Close to a star called Upsilon Andromedae, forty-nine light-years from Earth, he found a planet with Jupiter’s mass orbiting closer than Mercury to its Sun. It had been stripped of its cloud decks by the Sun’s heat, leaving an immense rocky ball with canyons deep enough to swallow Earth’s Moon. Malenfant saw creatures crawling through those deep shadows, immense beetlelike beings. They were protected from the Sun’s heat by tough carapaces and had legs like tree trunks strong enough to lift them against the ferocious gravity. Perhaps they fed off volatiles trapped in the eternal shadows, or seeping from the planet’s deep interior. Here the battles seemed to have been fought out over the higher ground; Malenfant saw a plain littered with the wreckage of starships.

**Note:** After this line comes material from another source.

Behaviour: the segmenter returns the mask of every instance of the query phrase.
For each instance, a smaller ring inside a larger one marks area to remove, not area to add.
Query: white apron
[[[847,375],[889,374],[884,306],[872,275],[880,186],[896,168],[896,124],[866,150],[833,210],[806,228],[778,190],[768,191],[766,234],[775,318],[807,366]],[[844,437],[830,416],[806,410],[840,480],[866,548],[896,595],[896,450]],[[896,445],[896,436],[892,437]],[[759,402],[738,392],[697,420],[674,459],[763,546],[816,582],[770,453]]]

Not far from the star Procyon there was a nomadic world, a world without a Sun, hurled by some random gravitational accident away from its parent star. It was in utter darkness, of course: a black ball swimming alone through space. But it was a big planet with a hydrogen-rich atmosphere; it warmed itself with the dwindling heat of the radioactive elements in its core, with volcanoes and earthquakes and tectonic shifts. Thus, under a lightless sky, there were oceans of liquid water — and in their depths life swarmed, feeding off minerals from the deeper hot rocks, not unlike the deep-sea animals that clustered around volcanic vents in Earth’s seas. Here, though, life was doomed, for the world’s core was inexorably cooling as the heat of its formation was lost.
But even this lonely planet had been subject to destructive exploitation by colonists; there were signs, Malenfant learned, of giant strip-mine gouges in the ocean floors, huge machines now abandoned, perhaps deliberately wrecked.
Everywhere, he had learned, life had emerged. But every world, every system, had been overrun by waves of colonization, followed by collapse or destructive wars — not once, but many times. Everywhere the sky was full of engineering, of ruins.
And the bad news continued. The universe itself could prove a deadly place. He was taken through a region a hundred light years-wide where world after world was dead, land and oceans littered with the diverse remains of separately evolved life.
There had been a gamma-ray burster explosion here, the Gaijin told him: the collision of two neutron stars, causing a three-dimensional shower of high-energy electromagnetic radiation and heavy particles that had wiped clean the worlds for light-years around. It had been a random cosmic accident that had cared nothing for culture and ambition, hope and love and dreams. Some life survived — on Earth, the deep-ocean forms, perhaps pond life, some insects would have endured the lethal showers. But nothing advanced made it through, and certainly nothing approaching sentience; after the accident, its effects over in weeks or months, it would require a hundred million years of patient evolution to fix the rent in life’s fabric suffered in this place.
But nothing was without cost, he learned; nothing without benefit. The intense energy pulse of nearby gamma-ray bursts could shape the evolution of young star systems; primordial dust was melted into dense iron-rich droplets that settled quickly to the central plain of a dust cloud and so accelerated the formation of planets. Without a close-by gamma-ray burst, it was possible that star systems like the Solar System could never have formed. Birth, amid death; the way of the universe.
Maybe. But such cold logic was no comfort for Malenfant.
The Gaijin seemed determined to show him as much as possible of this vast star-spanning graveyard, to drive home its significance. After a time it became unbearable, the lesson blinding in its cruelty: that if the universe didn’t get you, other sentient beings would.